14, 15 May 2014
During a routine inspection
Below is a summary of what we found. The summary describes what we observed, the records we looked at and what people using the service, their relatives and the staff told us.
If you want to see the evidence that supports our summary please read the full report.
Is the service safe?
People received care and treatment in an environment that was safe. The communal areas and bedrooms that we looked at within the home were clean and tidy. In the five care plans that we looked at we saw that each person had a personal emergency evacuation plan that was written appropriate to their needs. Each plan gave clear instructions to staff on how to safely evacuate each person from the home.
There were procedures in place to identify and prevent abuse to people occurring. Referral procedures to external agencies were in place and staff spoken with were aware of who to contact, both internally and externally, should they suspect someone had been the victim of abuse.

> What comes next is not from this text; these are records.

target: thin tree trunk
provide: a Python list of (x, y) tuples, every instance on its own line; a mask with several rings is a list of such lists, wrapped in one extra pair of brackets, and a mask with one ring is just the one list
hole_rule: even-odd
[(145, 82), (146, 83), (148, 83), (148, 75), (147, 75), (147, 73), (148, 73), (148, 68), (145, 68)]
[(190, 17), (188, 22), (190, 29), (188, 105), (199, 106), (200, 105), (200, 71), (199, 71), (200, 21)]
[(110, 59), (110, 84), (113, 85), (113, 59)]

The Care Quality Commission (CQC) monitors the operation of the Deprivation of Liberty Safeguards (DOLS) which applies to care homes. We found the provider currently had a DOLS in place for one person, who was living with dementia and would be at risk if they left the home on their own. An application to prevent the person from leaving the home unattended had been made to the authorising authority and this had been granted. We reviewed the paperwork and saw that the DOLS was currently in force until July 2014. The deputy manager could explain the procedure for submitting this application. They were aware that should an extension be required, the application would need to be made in a timely manner in order to prevent the liberty of the person being unlawfully restricted.

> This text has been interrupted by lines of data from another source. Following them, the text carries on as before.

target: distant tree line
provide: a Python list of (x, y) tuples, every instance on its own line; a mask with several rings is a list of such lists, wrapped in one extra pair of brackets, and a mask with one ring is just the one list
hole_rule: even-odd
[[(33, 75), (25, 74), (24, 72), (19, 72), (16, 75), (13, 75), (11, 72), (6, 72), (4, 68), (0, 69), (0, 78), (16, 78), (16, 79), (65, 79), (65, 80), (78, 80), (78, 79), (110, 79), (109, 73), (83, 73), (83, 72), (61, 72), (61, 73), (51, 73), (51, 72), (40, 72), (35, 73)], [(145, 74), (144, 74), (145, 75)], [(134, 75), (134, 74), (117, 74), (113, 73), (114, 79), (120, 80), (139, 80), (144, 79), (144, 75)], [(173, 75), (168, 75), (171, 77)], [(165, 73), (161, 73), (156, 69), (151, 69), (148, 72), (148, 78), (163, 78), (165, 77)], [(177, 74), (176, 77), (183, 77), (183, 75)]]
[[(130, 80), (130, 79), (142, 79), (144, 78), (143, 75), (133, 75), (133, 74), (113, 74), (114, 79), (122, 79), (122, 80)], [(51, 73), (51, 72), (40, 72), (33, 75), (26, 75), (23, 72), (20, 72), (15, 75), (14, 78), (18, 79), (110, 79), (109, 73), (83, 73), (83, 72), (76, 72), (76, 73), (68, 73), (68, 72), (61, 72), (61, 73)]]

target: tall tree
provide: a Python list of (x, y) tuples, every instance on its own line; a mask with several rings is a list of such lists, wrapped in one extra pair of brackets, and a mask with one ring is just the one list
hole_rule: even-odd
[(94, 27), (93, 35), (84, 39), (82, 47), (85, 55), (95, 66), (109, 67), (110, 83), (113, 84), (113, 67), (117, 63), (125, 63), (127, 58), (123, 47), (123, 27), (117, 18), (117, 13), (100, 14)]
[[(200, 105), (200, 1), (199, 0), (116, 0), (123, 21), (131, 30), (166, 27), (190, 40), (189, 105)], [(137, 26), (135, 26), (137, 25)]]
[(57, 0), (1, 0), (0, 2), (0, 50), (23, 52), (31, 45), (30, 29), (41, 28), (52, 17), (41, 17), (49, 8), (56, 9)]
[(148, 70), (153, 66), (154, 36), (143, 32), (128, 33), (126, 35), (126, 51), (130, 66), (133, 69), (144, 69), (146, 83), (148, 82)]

A friend of a person who used the service told us, 'I would not leave my friend here, if I felt they weren't safe.'
Is the service effective?
In each of the five care plans we looked at we saw mental capacity assessments had been completed, and best interest decisions implemented, for people that did not have the capacity to make informed decisions for themselves. We saw these were regularly reviewed to ensure they were still appropriate for the needs of the each person.
We saw there were effective pressure care management procedures in place for staff to follow. Each person that used the service had risk assessments in place to determine their ability to their ability to reposition themselves risk assessed and plans implemented, such as two hourly turns, to reduce the risk of pressure sores from forming. We checked the repositioning charts for three people and each one reflected the recommendations as recorded in their care plans.
We reviewed four staff files and saw that mandatory training such moving and handling was, on the whole, up to date and completed by all members of staff. We saw training that assisted the professional development of staff was in the process of being completed. Some gaps were identified, but the training champion showed us a training programme that incorporated this training for the coming business year.
Staff performance was regularly assessed through formal supervisions, unannounced spot checks and annual appraisals.
Is the service caring?
We observed staff interact with people at different times in the day. We observed breakfast being served, medication being issued and activities taking place. Staff were friendly, calm and patient. People were encouraged to be as independent as they could, where they needed assistance this was provided in a way that was appropriate for their needs. One person who used the service told us, 'The staff do what I ask them to do, they are very gentle with me, they take their time.'
Is the service responsive?
People's individual needs were assessed and responded to appropriately. We saw staff respond to a variety of different situations throughout the day. For example, we viewed a member of staff assist people with eating their breakfast. They demonstrated a good knowledge of people's individual needs and adapted their approach accordingly. We saw the member staff provide encouragement where needed, but also left people who were more able, to eat their breakfast independently.
People's care and support was planned and delivered in a way that protected them from unlawful discrimination. People's rights were respected and their beliefs and values were incorporated into their care plan. A fortnightly church service was provided at the home which ensured people who were unable to leave the home were able to practice their religion at the home.
Is the service well-led?
Millington Springs does not currently have a registered manager, however a manager has now been appointed and they are currently in the process of becoming registered. The manager was not available during the inspection. We spoke with the deputy manager, area manager and operations manager. The deputy manager showed a good understanding of what was required to ensure that their staff were led by an effective management team.
Staff spoken with told us on the whole they respected the management team and felt their views on how the home could be improved were welcomed and acted on. A relative we spoke with told us they would like to see the owners, who visit occasionally, speak more often to people who used the service and their relatives.
During the previous inspection in January 2014 we identified areas of concern in relation to the effectiveness of the management review systems that were in place. We saw audits were not always completed and systems were not in place to assess whether recommendations made by the management team had been effective.
During this inspection we saw improvements had been made. The deputy manager had implemented new systems to monitor the quality of service provided for people. Care plan, environment and health and safety audits were some of the areas which were now regularly assessed.